Robert, a master gardener’s master gardener, is not the type of person to do things halfway. He now has five bins of worms, three of which are dedicated to fattening up the worms.
If you start worm farming with 1,000 breeder worms in January, by the end of the year there will be more than 3 million of the little wigglers, he said. The best worms to use are the red worms that can eat their weight in food in a day.
Robert uses cotton gin trash for food, supplementing it with feed for brooding chickens. He also adds peat moss in some bins.
Every three months he separates the castings from the worms and the worm eggs. There are various ways to do this by hand, but with an operation the size of Robert’s, a special, motorized screened tube does the separating. The screens are 1/4 and 1/8 inch. The smaller size separates the castings out in a fine size that is richly black, and the larger one sets the worms and their eggs free.
Unlike working with animal manures, the worm castings don’t smell.
The worms are housed in covered bins, about 10 inches deep. They don’t seem affected by temperature extremes, Robert said. They do like it dark and moist, however.
Knowing how much to feed the worms is easy. If Robert sees food left in the morning, he leaves them be.

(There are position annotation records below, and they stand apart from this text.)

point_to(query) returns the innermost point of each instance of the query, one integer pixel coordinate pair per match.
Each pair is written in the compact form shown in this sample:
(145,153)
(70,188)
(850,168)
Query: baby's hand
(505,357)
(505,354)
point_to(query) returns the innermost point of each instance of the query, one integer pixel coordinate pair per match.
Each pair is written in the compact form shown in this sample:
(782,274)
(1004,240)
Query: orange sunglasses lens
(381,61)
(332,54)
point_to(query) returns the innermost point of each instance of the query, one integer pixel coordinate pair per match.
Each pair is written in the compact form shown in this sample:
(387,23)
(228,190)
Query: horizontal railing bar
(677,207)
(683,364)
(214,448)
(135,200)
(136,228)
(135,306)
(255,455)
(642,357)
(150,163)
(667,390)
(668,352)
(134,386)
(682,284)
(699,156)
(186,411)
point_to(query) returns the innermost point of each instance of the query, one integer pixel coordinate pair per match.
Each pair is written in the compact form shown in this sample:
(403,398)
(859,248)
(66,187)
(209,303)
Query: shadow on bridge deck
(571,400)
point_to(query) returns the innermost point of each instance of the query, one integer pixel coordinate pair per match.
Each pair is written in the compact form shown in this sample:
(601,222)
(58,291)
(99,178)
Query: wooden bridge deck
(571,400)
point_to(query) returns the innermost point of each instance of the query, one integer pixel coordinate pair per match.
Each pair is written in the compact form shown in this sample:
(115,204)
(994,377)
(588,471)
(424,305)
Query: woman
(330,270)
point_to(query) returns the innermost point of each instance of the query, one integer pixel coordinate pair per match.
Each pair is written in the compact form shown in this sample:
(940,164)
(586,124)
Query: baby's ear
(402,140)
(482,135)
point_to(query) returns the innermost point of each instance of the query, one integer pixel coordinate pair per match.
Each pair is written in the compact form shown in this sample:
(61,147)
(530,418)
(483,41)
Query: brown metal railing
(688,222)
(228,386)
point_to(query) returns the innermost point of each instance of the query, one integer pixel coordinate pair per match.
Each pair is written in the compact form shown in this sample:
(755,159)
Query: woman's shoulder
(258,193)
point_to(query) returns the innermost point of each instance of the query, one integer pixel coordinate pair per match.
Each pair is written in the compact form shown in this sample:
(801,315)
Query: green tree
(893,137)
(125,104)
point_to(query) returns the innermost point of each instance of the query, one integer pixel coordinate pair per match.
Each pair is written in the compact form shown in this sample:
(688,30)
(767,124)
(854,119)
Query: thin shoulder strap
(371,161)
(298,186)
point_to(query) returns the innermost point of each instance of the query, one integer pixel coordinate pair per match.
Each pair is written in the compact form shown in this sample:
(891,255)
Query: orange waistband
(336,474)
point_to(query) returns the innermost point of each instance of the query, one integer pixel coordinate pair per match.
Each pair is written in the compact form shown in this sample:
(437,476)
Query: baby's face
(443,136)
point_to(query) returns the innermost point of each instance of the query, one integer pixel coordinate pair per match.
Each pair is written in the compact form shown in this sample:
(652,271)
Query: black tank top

Robert makes a castings tea for fertilizing by adding about 8 tablespoons of castings to a gallon of water. According to some university reports, it is a great delivery method for plants.
There have been some scam operators out there who claim you can buy a worm operation from them and they’ll buy back the additional worms later. It’s been called a Ponzi scheme in several states.
For more information about worm farming and how to get started, searching educational sites is best.
You probably won’t find worm castings at the box stores, and when you do find worm castings, it can be expensive, which is another great reason to farm your own worms.